Вот тут уже не я, а сам Сережа, всегда такой спокойный, уверенный в себе, здорово покраснел.
— Да понимаешь, в чем дело, — замялся он, видимо соображая, как получше объяснить какое-то для него не совсем удобное положение. — Видишь ли, в чем дело… — повторил он. — Ну, короче говоря, я, Юра, влюблен в ее сестру старшую, в Тоню. Они очень дружат, часто вместе в сад приходят. Мы втроем и гуляем, и дружим все. Вот и ты бы тоже с нами, хорошо бы, а? Вместе бы на речку ходили и в лес за цветами. Соня очень хорошая и очень интересная. Я бы сам в нее влюбился, честно тебе говорю, если бы уж в Тоню не был влюблен. Давай я тебя познакомлю — сам потом благодарить будешь. А то что ты все на рыбалку да на рыбалку?.. Смотри, уже усы растут, а все как маленький. Ну, по рукам?
— Да что ж, если ты хочешь, если ты советуешь…
— Очень даже советую. Ну, и молодец. Ну, и кончено дело: сегодня же тебя и познакомлю.
— Почему же сегодня? — даже испугался я.
— А чего же откладывать, чего ждать? Ждать, пока лето пройдет? Да ты не бойся — она не кусается, не съест тебя. — Сережа рассмеялся, но совсем не зло, напротив — добродушно, по-товарищески.
— Я и не думаю бояться, — оправдывался я. — Но, может, она сегодня и в сад не придет?
— Наверное, придет. Почти каждый день вместе приходят. Посмотри, еще влюбишься и рыбалку свою забросишь. Так меня будешь благодарить!
Ах, Сережа, Сережа, говоря все это, он, конечно, и не думал, что из этого получится. Конечно, ему важнее всего было сбить меня с пути истинного, чтобы Михалычу некого было ему в пример ставить.

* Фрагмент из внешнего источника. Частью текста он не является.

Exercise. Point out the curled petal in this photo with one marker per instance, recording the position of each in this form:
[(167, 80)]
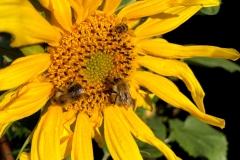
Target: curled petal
[(110, 6), (67, 135), (20, 18), (166, 21), (151, 7), (25, 156), (3, 126), (82, 141), (167, 67), (46, 137), (22, 70), (78, 10), (141, 131), (118, 137), (168, 91), (162, 48), (24, 101)]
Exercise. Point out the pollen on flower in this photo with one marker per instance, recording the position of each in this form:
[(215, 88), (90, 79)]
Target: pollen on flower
[(90, 55)]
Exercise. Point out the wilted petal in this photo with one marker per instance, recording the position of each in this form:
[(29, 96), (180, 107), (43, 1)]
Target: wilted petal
[(162, 48), (152, 7), (118, 137), (67, 135), (166, 21), (25, 156), (46, 137), (82, 139), (167, 67)]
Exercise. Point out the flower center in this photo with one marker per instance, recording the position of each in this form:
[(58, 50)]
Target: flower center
[(96, 51), (98, 67)]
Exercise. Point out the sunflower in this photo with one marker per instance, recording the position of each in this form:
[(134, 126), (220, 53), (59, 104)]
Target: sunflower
[(92, 47)]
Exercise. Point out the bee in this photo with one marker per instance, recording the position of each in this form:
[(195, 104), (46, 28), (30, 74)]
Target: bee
[(123, 28), (69, 96), (120, 94)]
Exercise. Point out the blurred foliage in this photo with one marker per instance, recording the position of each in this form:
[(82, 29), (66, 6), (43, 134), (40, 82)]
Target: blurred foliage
[(198, 138), (210, 10)]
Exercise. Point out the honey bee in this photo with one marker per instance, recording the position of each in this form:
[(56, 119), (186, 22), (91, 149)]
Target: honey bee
[(69, 96), (120, 93), (123, 28)]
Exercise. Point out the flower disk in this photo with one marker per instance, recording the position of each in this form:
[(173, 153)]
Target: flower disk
[(92, 54)]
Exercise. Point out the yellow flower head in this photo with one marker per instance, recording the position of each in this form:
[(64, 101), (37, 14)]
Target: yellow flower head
[(92, 73)]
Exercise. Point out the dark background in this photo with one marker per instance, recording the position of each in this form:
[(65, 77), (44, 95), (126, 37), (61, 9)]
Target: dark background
[(222, 88)]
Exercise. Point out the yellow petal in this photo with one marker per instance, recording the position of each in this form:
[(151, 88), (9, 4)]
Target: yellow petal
[(152, 7), (110, 6), (3, 126), (25, 156), (90, 6), (168, 91), (27, 26), (46, 137), (167, 67), (67, 135), (27, 100), (82, 141), (141, 131), (78, 10), (145, 8), (203, 3), (141, 99), (161, 48), (118, 137), (61, 10), (165, 22), (22, 70)]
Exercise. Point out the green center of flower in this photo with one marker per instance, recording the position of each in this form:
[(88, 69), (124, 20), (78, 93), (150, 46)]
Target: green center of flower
[(97, 50), (98, 67)]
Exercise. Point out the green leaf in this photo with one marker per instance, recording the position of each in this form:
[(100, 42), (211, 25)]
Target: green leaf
[(199, 139), (213, 62), (159, 131), (209, 10), (33, 49)]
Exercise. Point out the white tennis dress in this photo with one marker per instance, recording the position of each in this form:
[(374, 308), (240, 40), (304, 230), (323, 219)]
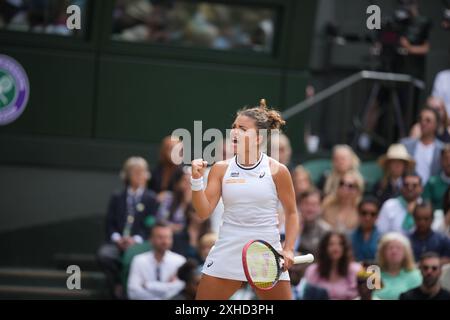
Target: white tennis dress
[(250, 213)]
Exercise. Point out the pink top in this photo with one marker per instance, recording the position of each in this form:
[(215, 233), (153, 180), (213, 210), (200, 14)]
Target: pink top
[(345, 288)]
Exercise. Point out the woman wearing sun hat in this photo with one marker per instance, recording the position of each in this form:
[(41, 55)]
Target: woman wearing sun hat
[(395, 164)]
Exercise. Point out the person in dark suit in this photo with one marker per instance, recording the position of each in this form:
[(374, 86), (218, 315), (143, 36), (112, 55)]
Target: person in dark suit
[(129, 215)]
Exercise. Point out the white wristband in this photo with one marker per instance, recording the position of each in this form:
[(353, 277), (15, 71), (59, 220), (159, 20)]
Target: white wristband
[(197, 184)]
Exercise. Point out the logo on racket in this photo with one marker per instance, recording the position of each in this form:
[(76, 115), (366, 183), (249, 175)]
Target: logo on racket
[(14, 89)]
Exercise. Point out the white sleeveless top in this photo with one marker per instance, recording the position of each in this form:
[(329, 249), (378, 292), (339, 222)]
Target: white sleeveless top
[(249, 195)]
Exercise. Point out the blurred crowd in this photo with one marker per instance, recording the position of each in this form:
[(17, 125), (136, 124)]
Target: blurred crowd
[(389, 240), (200, 24), (41, 16)]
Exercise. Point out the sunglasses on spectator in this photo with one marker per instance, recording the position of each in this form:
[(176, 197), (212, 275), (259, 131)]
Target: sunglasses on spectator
[(347, 185), (426, 268), (368, 212)]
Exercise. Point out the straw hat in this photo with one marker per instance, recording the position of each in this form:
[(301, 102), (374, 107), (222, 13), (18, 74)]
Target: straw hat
[(397, 152)]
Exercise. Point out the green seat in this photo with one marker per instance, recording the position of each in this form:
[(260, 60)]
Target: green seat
[(316, 168), (128, 256)]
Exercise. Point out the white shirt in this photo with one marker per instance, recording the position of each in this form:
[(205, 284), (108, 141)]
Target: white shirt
[(441, 88), (392, 215), (142, 280), (424, 157), (249, 195)]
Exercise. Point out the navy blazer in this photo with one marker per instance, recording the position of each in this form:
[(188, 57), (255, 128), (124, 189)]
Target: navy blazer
[(117, 214)]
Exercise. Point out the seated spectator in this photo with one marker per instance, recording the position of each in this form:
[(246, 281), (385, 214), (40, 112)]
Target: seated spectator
[(365, 292), (334, 270), (206, 243), (312, 226), (396, 214), (162, 174), (301, 289), (430, 267), (340, 209), (398, 271), (129, 212), (301, 180), (437, 185), (424, 239), (176, 204), (426, 150), (284, 151), (365, 237), (153, 274), (344, 160), (395, 164), (187, 240), (443, 133), (443, 226), (190, 274), (440, 88)]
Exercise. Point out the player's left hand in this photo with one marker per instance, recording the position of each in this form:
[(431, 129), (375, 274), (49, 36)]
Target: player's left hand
[(288, 257)]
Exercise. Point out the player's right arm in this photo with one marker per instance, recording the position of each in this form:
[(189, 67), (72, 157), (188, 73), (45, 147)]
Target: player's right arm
[(205, 201)]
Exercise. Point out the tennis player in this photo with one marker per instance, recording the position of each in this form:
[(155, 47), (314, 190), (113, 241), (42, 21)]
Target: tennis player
[(252, 185)]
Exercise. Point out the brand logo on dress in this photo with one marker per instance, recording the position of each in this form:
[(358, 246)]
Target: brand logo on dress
[(14, 89)]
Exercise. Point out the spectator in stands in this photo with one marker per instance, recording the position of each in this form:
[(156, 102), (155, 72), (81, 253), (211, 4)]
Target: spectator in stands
[(363, 279), (430, 289), (153, 274), (440, 88), (340, 208), (175, 204), (396, 214), (424, 239), (398, 271), (128, 214), (190, 274), (437, 185), (301, 289), (426, 150), (186, 242), (206, 243), (365, 237), (301, 180), (312, 226), (443, 226), (162, 174), (334, 270), (344, 160), (443, 133), (395, 163), (285, 151)]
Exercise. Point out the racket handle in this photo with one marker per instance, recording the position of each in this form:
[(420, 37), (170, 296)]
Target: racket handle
[(307, 258)]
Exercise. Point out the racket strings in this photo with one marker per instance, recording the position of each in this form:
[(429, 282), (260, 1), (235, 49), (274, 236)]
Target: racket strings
[(262, 265)]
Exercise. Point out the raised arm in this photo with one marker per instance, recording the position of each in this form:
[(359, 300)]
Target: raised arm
[(205, 201)]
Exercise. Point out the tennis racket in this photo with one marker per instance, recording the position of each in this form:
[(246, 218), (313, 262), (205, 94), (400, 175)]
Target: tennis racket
[(263, 264)]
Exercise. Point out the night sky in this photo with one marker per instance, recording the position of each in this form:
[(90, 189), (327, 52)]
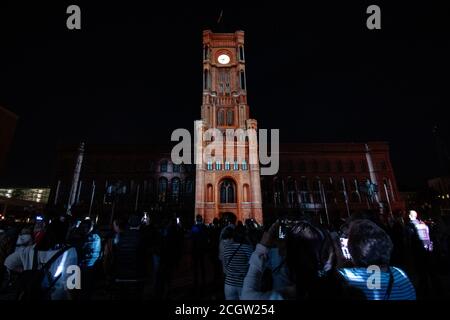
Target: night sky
[(133, 73)]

Итак, часов в девять вечера, когда солнце уже клонилось к закату, мы, в белых чистых рубашках, заправленных в брюки, в начищенных до блеска башмаках, причесанные мокрой щеткой, отправились в городской сад на вечернюю прогулку.
До сих пор помню, как у меня от волнения и страха колотилось сердце. Видимо, и вид был у меня далеко не геройский, потому что Сережа несколько раз, искоса взглянув на меня, ободряюще говорил:
— Не робей, Юрка, клянусь тебе, что не кусается.
От волнения я даже не мог отвечать на его подтрунивание. А он, конечно, больше всего боялся, что я, не дойдя до сада, просто-напросто сбегу.
Но я не сбежал, может, потому, что ноги подкашивались и бежать-то не смог бы.
Мы вошли в приятную прохладу нашего старого, запущенного сада.